Multiple system atrophy (MSA) is a rare atypical parkinsonian disorder characterized by a rapidly progressing clinical course and at present without any efficient therapy. Neuropathologically, myelin loss and neurodegeneration are associated with α-synuclein accumulation in oligodendrocytes, but underlying pathomechanisms are poorly understood. Here, we analyzed the impact of oligodendrocytic α-synuclein on the formation of myelin sheaths to define a potential interventional target for MSA. Post-mortem analyses of MSA patients and controls were performed to quantify myelin and oligodendrocyte numbers. As pre-clinical models, we used transgenic MSA mice, a myelinating stem cell-derived oligodendrocyte-neuron co-culture, and primary oligodendrocytes to determine functional consequences of oligodendrocytic α-synuclein overexpression on myelination. We detected myelin loss accompanied by preserved or even increased numbers of oligodendrocytes in post-mortem MSA brains or transgenic mouse forebrains, respectively, indicating an oligodendrocytic dysfunction in myelin formation. Corroborating this observation, overexpression of α-synuclein in primary and stem cell-derived oligodendrocytes severely impaired myelin formation, defining a novel α-synuclein-linked pathomechanism in MSA. We used the pro-myelinating activity of the muscarinic acetylcholine receptor antagonist benztropine to analyze the reversibility of the myelination deficit. Transcriptome profiling of primary pre-myelinating oligodendrocytes demonstrated that benztropine readjusts myelination-related processes such as cholesterol and membrane biogenesis, being compromised by oligodendrocytic α-synuclein. Additionally, benztropine restored the α-synuclein-induced myelination deficit of stem cell-derived oligodendrocytes. Strikingly, benztropine also ameliorated the myelin deficit in transgenic MSA mice, resulting in a prevention of neuronal cell loss. In conclusion, this study defines the α-synuclein-induced myelination deficit as a novel and crucial pathomechanism in MSA. Importantly, the reversible nature of this oligodendrocytic dysfunction opens a novel avenue for an intervention in MSA.
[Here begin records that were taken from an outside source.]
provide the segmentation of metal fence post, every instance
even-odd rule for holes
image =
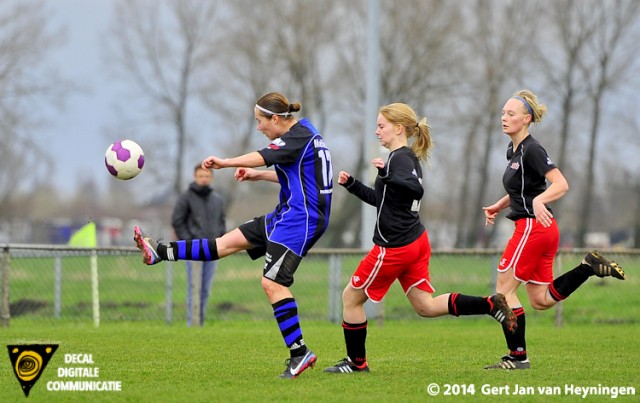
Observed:
[[[329,317],[330,322],[342,322],[342,255],[329,255]]]
[[[165,262],[165,267],[164,320],[170,325],[173,322],[173,262]]]
[[[562,253],[556,255],[556,264],[554,267],[554,277],[558,278],[560,274],[562,274]],[[558,301],[556,304],[556,309],[553,312],[553,320],[556,327],[562,327],[564,325],[564,315],[562,314],[562,301]]]
[[[191,325],[202,326],[200,323],[200,296],[202,290],[202,264],[193,262],[191,264]]]
[[[60,319],[62,311],[62,257],[60,255],[56,255],[53,270],[53,316]]]
[[[9,327],[9,272],[11,271],[11,255],[9,247],[5,246],[2,250],[2,267],[0,274],[2,275],[2,326]]]
[[[98,253],[95,249],[89,257],[91,265],[91,297],[93,300],[93,325],[100,326],[100,294],[98,292]]]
多系统萎缩(MSA)是一种罕见的非典型帕金森综合征,临床病程进展迅速,目前尚无有效治疗方法。在神经病理学上,髓鞘脱失和神经退行性变与少突胶质细胞中α-突触核蛋白的积累有关,但潜在的发病机制尚不清楚。在此,我们分析了少突胶质细胞α-突触核蛋白对髓鞘形成的影响,以确定MSA的潜在干预靶点。对MSA患者和对照进行尸检分析,以量化髓鞘和少突胶质细胞数量。作为临床前模型,我们使用转基因MSA小鼠、一种由髓鞘形成干细胞衍生的少突胶质细胞-神经元共培养体系以及原代少突胶质细胞,来确定少突胶质细胞α-突触核蛋白过表达对髓鞘形成的功能影响。我们分别在MSA患者尸检脑或转基因小鼠前脑中检测到髓鞘脱失,同时少突胶质细胞数量保持不变甚至增加,这表明在髓鞘形成过程中存在少突胶质细胞功能障碍。进一步证实这一观察结果的是,原代和干细胞衍生的少突胶质细胞中α-突触核蛋白的过表达严重损害了髓鞘形成,这确定了MSA中一种新的α-突触核蛋白相关发病机制。我们利用毒蕈碱型乙酰胆碱受体拮抗剂苯海索的促髓鞘形成活性,分析髓鞘形成缺陷的可逆性。对原代前髓鞘形成少突胶质细胞的转录组分析表明,苯海索可重新调整与髓鞘形成相关的过程,如胆固醇和膜生物合成,这些过程因少突胶质细胞α-突触核蛋白而受损。此外,苯海索恢复了干细胞衍生的少突胶质细胞中α-突触核蛋白诱导的髓鞘形成缺陷。令人惊讶的是,苯海索还改善了转基因MSA小鼠的髓鞘缺陷,从而防止了神经元细胞丢失。总之,本研究将α-突触核蛋白诱导的髓鞘形成缺陷定义为MSA中一种新的关键发病机制。重要的是,这种少突胶质细胞功能障碍的可逆性为MSA的干预开辟了一条新途径。